With over 300 members, the club has a pathway in place to support everyone from the very beginner all the way up to competitive players. As Steve explains: “If a participant wants to commit, we have the facilities to take them where they want to be. At the moment, we have five kayakers who are hoping to qualify for 2024, some of whom have been with the club since they were very young.”

"It’s about knocking down barriers to accessibility and the new boats have removed the barrier for beginners."
Steve Moule, coaching officer, Chelmsford Canoe Club

Covid-19 greatly impacted the number of beginners and new members at the club. “It’s been hard on everyone. We had to shut our doors and we weren’t able to recruit new coaches,” says Steve.

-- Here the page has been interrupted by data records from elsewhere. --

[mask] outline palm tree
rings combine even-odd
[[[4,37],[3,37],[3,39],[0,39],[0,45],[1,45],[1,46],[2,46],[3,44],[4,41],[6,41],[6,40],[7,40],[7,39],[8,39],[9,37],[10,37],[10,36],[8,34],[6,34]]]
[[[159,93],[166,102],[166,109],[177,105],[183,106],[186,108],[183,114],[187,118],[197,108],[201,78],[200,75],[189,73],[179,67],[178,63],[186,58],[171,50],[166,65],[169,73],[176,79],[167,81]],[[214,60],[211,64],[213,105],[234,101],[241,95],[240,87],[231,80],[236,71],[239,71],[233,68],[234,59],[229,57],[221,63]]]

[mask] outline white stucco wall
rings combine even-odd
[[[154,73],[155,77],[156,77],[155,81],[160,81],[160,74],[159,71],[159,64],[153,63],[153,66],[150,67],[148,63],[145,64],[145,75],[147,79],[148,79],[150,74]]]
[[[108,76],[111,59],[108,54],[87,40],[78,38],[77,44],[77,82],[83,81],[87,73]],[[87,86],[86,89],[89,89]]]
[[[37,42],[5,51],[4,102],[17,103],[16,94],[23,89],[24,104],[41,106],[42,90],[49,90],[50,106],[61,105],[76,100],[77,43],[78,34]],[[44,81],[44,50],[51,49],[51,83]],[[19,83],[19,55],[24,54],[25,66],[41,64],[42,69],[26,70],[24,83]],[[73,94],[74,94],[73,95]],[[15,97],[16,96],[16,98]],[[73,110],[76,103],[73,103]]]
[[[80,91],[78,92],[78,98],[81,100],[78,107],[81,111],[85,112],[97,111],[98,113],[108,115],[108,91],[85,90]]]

The club have six volunteer coaches with an even split of males and females. They are currently investing in coach development by training up coaches through the Level 3 British Canoeing Race Coach Award.

While the club specialises in competitive marathon canoe racing and sprint racing, they also compete in slalom and wildwater racing. Although most of all, Steve believes the area of the club in Kings Head Meadow allows beginners the opportunity to enjoy the peacefulness of flatwater kayaking.

“We’re really lucky on the River Chelmer because we’ve not got any water restrictions. We are the main uses of the waterway besides an occasional fisherman. There are no massive flows or tides to worry about, it’s often very peaceful. We only ever need to watch out for the swans when they get too frantic!”

Reflecting on 2022, Steve reveals that his favourite moment at the Club has been witnessing the beginners and the returning members being rewarded for the effort they’ve been putting in. “Witnessing the team and the men and women being selected and receiving the results they deserve has been so incredibly rewarding,” he says, “as well as observing the beginners overcoming their fears.”